The Georgia sheriff who authorized intrusive pat downs for hundreds of students at Worth County High School earlier this year was indicted for sexual battery, false imprisonment, and violating his oath of office.

Authorities will issue a warrant for Jeff Hobby's arrest later this week, according to The Atlanta Journal-Constitution.

Two deputies were also indicted. It is alleged that they groped male and female students, touching them inappropriately during the completely pointless search. No drugs were found on any of the 900 boys and girls subjected to the pat downs.

Reason's Brian Doherty wrote up the details of the students' lawsuit:

According to the suit's account of events, all the students "were confined either to their first-period classrooms, to the hallways immediately outside their classrooms, or to the gym" and their "cell phones were seized so that they could not reach their parents….During the lockdown and mass search, Defendants restricted students' access to restrooms. Some students were not permitted to go to the restroom for the entire four-hour lockdown period."
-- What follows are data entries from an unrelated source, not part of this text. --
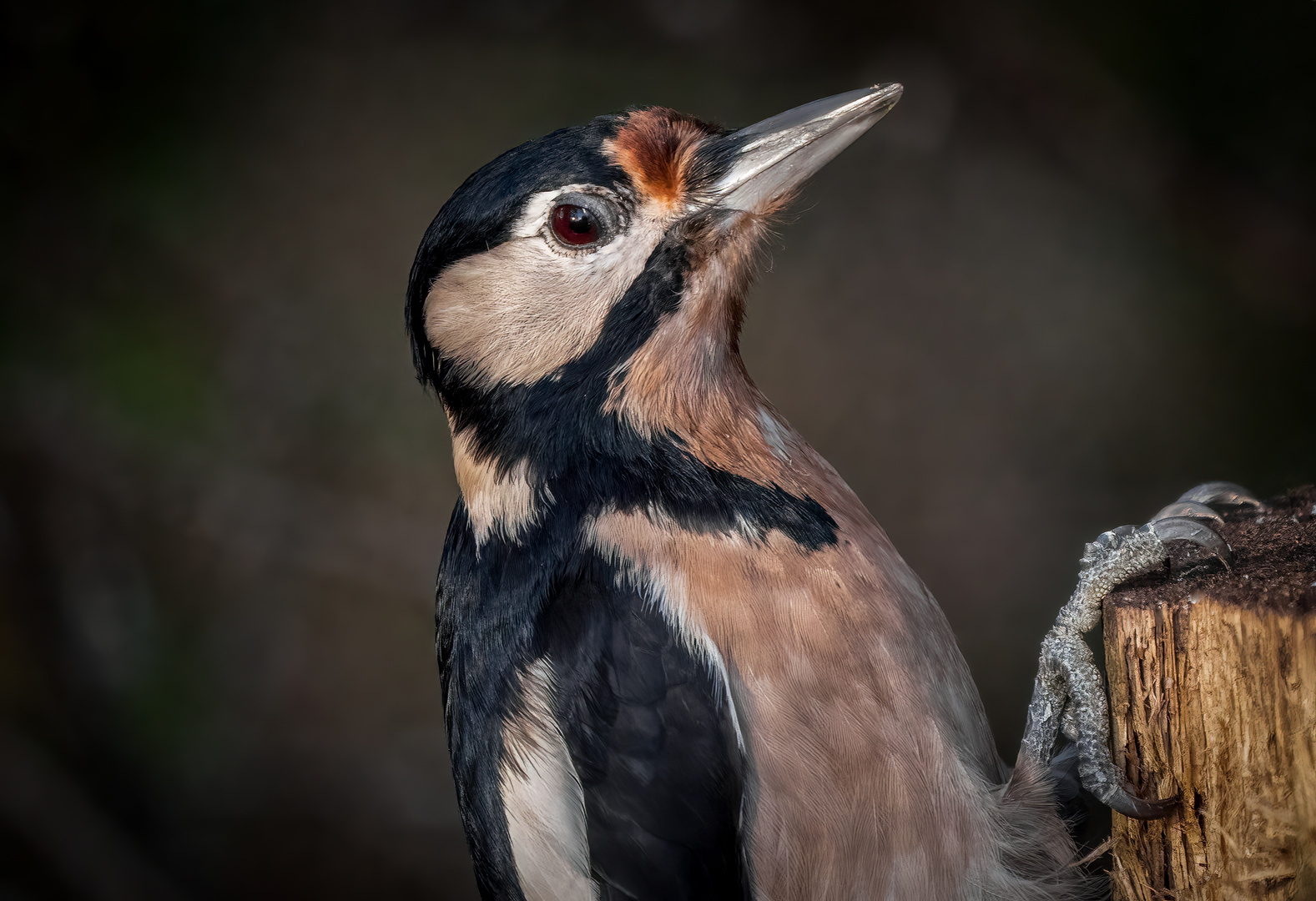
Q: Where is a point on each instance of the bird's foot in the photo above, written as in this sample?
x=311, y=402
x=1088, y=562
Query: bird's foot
x=1069, y=696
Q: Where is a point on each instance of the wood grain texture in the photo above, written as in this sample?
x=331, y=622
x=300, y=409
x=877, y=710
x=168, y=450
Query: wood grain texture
x=1215, y=700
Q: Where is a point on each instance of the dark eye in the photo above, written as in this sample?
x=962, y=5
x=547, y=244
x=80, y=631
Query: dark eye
x=574, y=225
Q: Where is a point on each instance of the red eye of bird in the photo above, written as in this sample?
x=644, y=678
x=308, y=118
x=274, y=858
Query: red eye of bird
x=574, y=225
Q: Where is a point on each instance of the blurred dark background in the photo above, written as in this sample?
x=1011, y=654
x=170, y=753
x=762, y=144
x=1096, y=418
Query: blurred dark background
x=1073, y=274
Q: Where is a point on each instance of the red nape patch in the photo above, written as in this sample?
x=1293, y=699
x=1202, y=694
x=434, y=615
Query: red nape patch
x=657, y=148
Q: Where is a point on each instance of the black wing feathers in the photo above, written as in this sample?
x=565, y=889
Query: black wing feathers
x=654, y=746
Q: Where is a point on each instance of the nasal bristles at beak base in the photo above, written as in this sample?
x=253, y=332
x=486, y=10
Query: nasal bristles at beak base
x=658, y=148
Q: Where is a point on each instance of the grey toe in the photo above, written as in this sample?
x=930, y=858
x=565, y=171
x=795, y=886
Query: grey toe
x=1220, y=495
x=1181, y=528
x=1131, y=805
x=1191, y=511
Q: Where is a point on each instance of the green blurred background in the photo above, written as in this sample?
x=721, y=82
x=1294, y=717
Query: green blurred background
x=1073, y=274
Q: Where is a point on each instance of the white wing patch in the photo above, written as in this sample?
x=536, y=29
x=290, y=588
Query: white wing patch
x=542, y=798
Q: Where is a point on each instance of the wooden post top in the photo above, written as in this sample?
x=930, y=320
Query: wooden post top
x=1213, y=677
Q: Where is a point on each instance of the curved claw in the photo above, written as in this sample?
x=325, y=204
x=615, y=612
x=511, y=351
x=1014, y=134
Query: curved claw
x=1181, y=528
x=1191, y=511
x=1220, y=494
x=1122, y=800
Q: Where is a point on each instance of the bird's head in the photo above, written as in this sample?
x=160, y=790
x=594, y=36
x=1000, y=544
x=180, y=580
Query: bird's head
x=603, y=267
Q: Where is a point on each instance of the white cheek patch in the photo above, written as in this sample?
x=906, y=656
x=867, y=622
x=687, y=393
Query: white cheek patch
x=520, y=310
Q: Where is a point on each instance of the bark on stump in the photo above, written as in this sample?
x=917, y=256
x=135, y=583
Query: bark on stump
x=1213, y=697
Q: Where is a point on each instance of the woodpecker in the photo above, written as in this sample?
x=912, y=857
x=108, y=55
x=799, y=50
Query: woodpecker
x=679, y=658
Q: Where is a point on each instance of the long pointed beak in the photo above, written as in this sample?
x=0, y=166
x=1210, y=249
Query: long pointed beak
x=777, y=155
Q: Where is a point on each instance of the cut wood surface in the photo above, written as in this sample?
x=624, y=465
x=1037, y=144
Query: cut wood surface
x=1213, y=680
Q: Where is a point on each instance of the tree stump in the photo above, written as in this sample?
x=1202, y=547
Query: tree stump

The suit claims that the deputies "inserted fingers inside girls' bras, and pulled up girls' bras, touching and partially exposing their bare breasts," "touched girls' underwear by placing hands inside the waistbands of their pants or reaching up their dresses," "touched girls' vaginal areas through their underwear," and "cupped or groped boys' genitals and touched their buttocks through their pants."

The suit alleges that a female deputy, Brandi Whiddon, searched a 16-year-old plaintiff—known in the suit as K.A.—by taking "one of K.A.'s arms, plac[ing] it higher up on the wall, and kick[ing] her legs to open them wider. Whiddon pulled the front of K.A.'s bra away from her body by the underwire and flipped it up. Whiddon also looked down the back and front of K.A.'s dress. Whiddon slid her hands from one of K.A.'s ankles up to her pelvic area. Whiddon's hands went underneath K.A.'s dress as Whiddon felt up K.A.'s leg. Whiddon's hands stopped on and cupped K.A.'s vaginal area and buttocks. Whiddon then slid her hands down to the other ankle. Whiddon was wearing gloves, but did not change them before or after her search of K.A."

Another plaintiff, known by the initials J.E., told The Washington Post that during the search a male officer lined students up against a wall and "came up under my privates and then he grabbed my testicles twice….I wanted to turn around and tell him to stop touching me. I wanted it to be over and I just wanted to call my dad because I knew something wasn't right."

As Doherty noted, the school district did not join the lawsuit, but school officials agree with the students' version of events. The district superintendent has claimed that the searches were performed despite the school's objections.

Routine disrespect for students' privacy and due process rights is a major problem in the K-12 education system. A conviction in this case could send a message that young people cannot be abused by law enforcement officers merely because they set foot inside a school.